Two men with the same name – Saul, the first king of Israel, and Saul of Tarsus, the persecutor of Christ and His servants.
In both stories, we read of a new man.
- In the case of Saul, the first king of Israel, David was the new man. Saul was rejected. He was replaced.
The Lord said to Samuel, “How long will you mourn for Saul, since I have rejected him as king over Israel? Fill your horn with oil and be on your way; I am sending you to Jesse of Bethlehem. I have chosen one of his sons to be king … So Samuel took the horn of oil and anointed David in the presence of his brothers, and from that day on the Spirit of the Lord came upon David in power. Samuel then went to Ramah” (1 Samuel 16:1, 13).
- In the case of Saul of Tarsus, it was very different. Saul became the new man. He became Paul the apostle. He was saved by the Lord. His life was transformed by the power of Christ’s love. He became a new creation in Christ Jesus. He had this great testimony: “It is no longer I who live but Christ who lives in me.” (Galatians 2:20).

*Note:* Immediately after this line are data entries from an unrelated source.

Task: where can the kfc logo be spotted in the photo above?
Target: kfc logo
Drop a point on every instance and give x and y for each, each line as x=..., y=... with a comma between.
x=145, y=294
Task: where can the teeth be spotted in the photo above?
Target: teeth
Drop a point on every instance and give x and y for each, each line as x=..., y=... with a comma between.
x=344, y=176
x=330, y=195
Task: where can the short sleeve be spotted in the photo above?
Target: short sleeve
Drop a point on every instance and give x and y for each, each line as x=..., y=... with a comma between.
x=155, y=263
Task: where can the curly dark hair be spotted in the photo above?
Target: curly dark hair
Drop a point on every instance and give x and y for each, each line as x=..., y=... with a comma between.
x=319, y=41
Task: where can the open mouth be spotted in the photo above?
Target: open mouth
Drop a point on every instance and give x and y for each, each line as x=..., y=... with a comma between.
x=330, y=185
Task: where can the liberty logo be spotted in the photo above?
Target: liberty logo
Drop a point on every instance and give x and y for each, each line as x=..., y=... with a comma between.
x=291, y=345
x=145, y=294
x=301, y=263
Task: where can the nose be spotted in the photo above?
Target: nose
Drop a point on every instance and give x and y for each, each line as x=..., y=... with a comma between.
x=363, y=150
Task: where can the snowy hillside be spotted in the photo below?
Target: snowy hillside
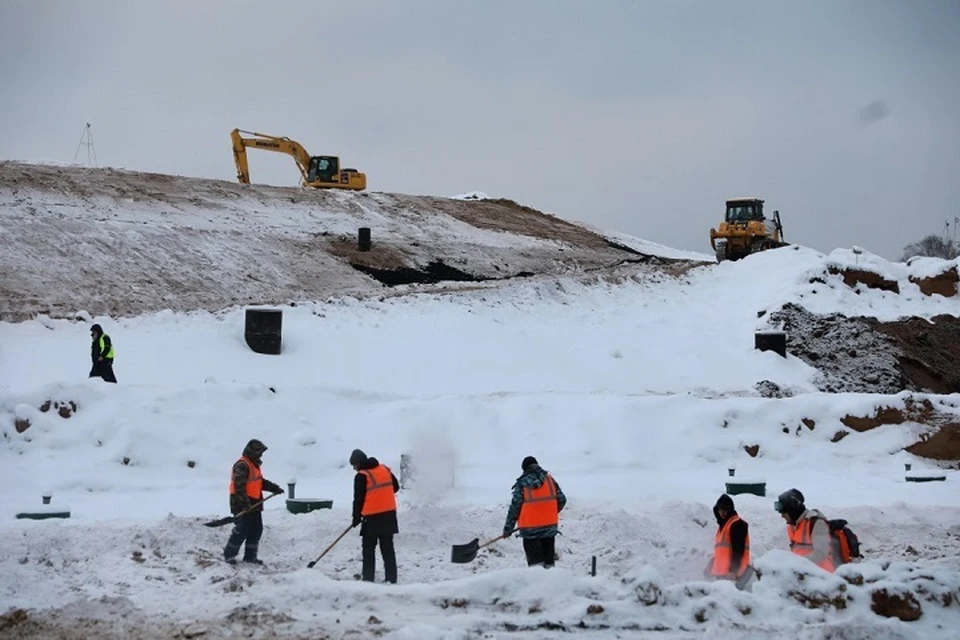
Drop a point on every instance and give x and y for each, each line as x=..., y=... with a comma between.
x=632, y=378
x=127, y=243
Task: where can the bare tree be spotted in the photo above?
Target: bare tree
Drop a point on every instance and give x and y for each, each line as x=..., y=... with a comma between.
x=932, y=246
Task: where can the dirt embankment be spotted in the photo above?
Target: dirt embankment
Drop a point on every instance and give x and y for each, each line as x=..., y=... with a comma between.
x=123, y=243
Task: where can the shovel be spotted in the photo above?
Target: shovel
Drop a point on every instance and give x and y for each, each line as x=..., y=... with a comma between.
x=232, y=519
x=462, y=553
x=313, y=562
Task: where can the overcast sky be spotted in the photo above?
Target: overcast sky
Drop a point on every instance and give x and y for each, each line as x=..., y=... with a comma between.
x=633, y=116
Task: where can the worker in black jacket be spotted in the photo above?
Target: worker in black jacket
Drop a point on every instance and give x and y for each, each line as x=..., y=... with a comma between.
x=101, y=353
x=731, y=553
x=375, y=509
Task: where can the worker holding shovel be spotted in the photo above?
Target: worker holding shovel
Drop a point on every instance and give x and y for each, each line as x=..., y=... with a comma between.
x=375, y=510
x=246, y=503
x=535, y=508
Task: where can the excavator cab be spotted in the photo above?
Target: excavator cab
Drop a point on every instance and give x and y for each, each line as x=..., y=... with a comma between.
x=323, y=169
x=319, y=172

- We don’t need to be like Saul, the first king of Israel – castaway, laid aside as of no further use (1 Corinthians 9:27).
- Each of us can be like Paul the apostle. In 2 Corinthians 5:17, we have more than Paul’s own testimony. we have a call to each one of us. God is calling us to be transformed by the power of Christ’s love. He is calling us to become “a new creation in Christ” – “If anyone is in Christ, he is a new creation. The old has gone. The new has come!”
- The Power - "the Spirit of the Lord came upon David in power" (1 Samuel 16:13).
- The Victory - "I come against you in the name of the Lord Almighty ... the battle is the Lord's, and he will give all of you into our hands" (1 Samuel 17:45, 47).
- The Thanksgiving - "I will exalt you, O Lord, for you lifted me out of the depths and did not let my enemies gloat over me" (Psalm 30:1).